Когда Мельхиоры уезжали, он невыносимо страдал: он полюбил их. В 1869 году Мельхиоры уехали, и Андерсен вновь почувствовал ужасное одиночество. Оно душило тоской и слезами. Ночи становились всё длиннее и длиннее. Он узнал эти смертельные приступы в 1860 году, когда жить стало невыносимо тошно. Хотелось умереть, и не было более сильного желания.

В этих сумерках одиночества и болезней ещё проглядывало солнышко творческой силы. Оно слабело, но оно было, было, было.


Двадцать девятого июля 1873 года он увидит окно, знакомые деревья, те же клумбы. Или всё было сном? — он забылся в беспамятстве и вот — проснулся. А если вот так же уснёт — и проснётся на том свете, в таком же, как этот, саду, среди этих же людей, кто нынче окружает его? Кто знает?

Он отогнал от себя тоскливые мысли. Пусть подождут до ночи. Здесь его любили. Мельхиоры были не просто богатыми негоциантами, они ценили и понимали его творчество. И — что самое главное — ценили и понимали его! Разве этого мало?

Последняя пристань. На столике перед ним улыбались свежие розы, срезанные госпожой Мельхиор. Ему так хотелось выйти из комнаты, самому набрать букет цветов. Но сил на это не было... Он лежал и смотрел в потолок, рисуя фантазией диковинные цветы на белом потолке. Иногда утром ему начинало казаться, что потолок стал ниже, и виделась в этом рука смерти, она как бы играла с ним в кошки-мышки. В бреду он чаще всего оправдывался перед Мейслингом — бичом жизни — за то, что пишет стихи, а не делает домашнего задания.

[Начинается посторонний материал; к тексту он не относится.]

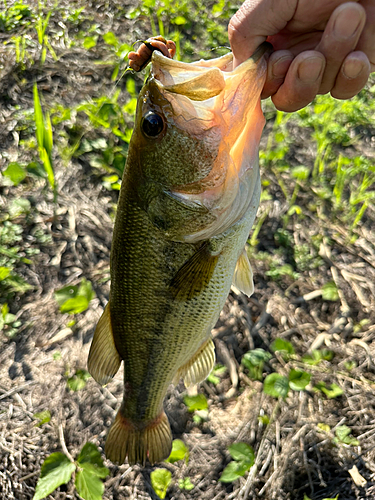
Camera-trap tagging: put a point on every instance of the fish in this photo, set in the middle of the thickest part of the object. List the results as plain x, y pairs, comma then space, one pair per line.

Директор гимназии громко говорил:

— Извольте перестать притворяться и пожалуйте в класс, сегодня контрольная.

Он потел от этих слов. А если и в раю есть Мейслинги? — спрашивал он себя, очнувшись.

Или: открывалась дверь, и давно умершая бабушка из детства входила как раз с теми цветами, которые он мечтал собрать с клумб виллы Ролигхед. Он тянулся к этим цветам, слышал запах букета — и понимал, что этот запах ему нёс выздоровление, но бабушка исчезала, таинственно улыбнувшись, как бы обещая здоровье в той, другой жизни, где она была теперь...

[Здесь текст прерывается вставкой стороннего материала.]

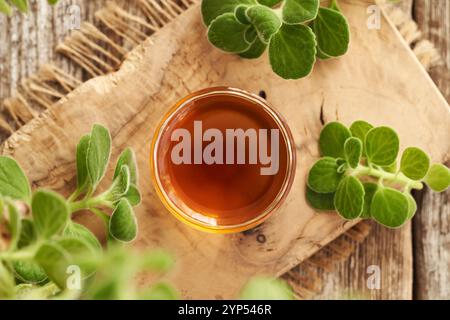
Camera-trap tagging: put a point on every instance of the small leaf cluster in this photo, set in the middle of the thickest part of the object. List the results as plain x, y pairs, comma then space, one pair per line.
294, 31
359, 175
40, 242
21, 5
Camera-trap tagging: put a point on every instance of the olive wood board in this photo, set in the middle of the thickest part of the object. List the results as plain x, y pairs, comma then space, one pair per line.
379, 80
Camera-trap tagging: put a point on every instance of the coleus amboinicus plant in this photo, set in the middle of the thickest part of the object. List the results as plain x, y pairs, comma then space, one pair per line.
21, 5
294, 31
39, 242
359, 175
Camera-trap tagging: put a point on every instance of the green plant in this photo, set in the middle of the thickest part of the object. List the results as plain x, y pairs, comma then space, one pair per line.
295, 31
359, 175
40, 244
21, 5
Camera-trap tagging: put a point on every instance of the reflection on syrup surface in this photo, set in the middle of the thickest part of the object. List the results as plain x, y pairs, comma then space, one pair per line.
221, 194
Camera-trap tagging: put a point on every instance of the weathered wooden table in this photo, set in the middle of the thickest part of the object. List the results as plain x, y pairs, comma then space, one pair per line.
414, 261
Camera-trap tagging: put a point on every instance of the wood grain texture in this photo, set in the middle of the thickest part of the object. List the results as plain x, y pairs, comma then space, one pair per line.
432, 224
348, 278
188, 63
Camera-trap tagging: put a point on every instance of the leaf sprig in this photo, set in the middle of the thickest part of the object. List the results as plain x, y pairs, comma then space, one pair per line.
294, 31
359, 175
21, 5
40, 242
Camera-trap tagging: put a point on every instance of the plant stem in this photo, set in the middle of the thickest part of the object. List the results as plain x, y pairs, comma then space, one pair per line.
23, 254
89, 203
383, 175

В часы просветления, когда наступал отлив боли, он понимал, что за кисейной занавеской теперешней жизни таилась некая другая жизнь, и ему хотелось вступить туда как можно быстрее, чтобы избавиться от боли, а когда её не было, он начинал бояться смерти.

Сентябрь застал его в Копенгагене. Здесь ему стало заметно легче. Продолжались перепады настроения — тоска соседствовала с весёлостью, заметно, однако, истончавшейся.

Маленькие прогулки радовали его обилием впечатлений. С ним раскланивались неизвестные люди. Уже выросли новые поколения на его сказках, они не читали критику его произведений; если не негодование, то саркастическая улыбка непонимания ждала тех, кто осмеливался поднимать голос на Андерсена на страницах газет и журналов.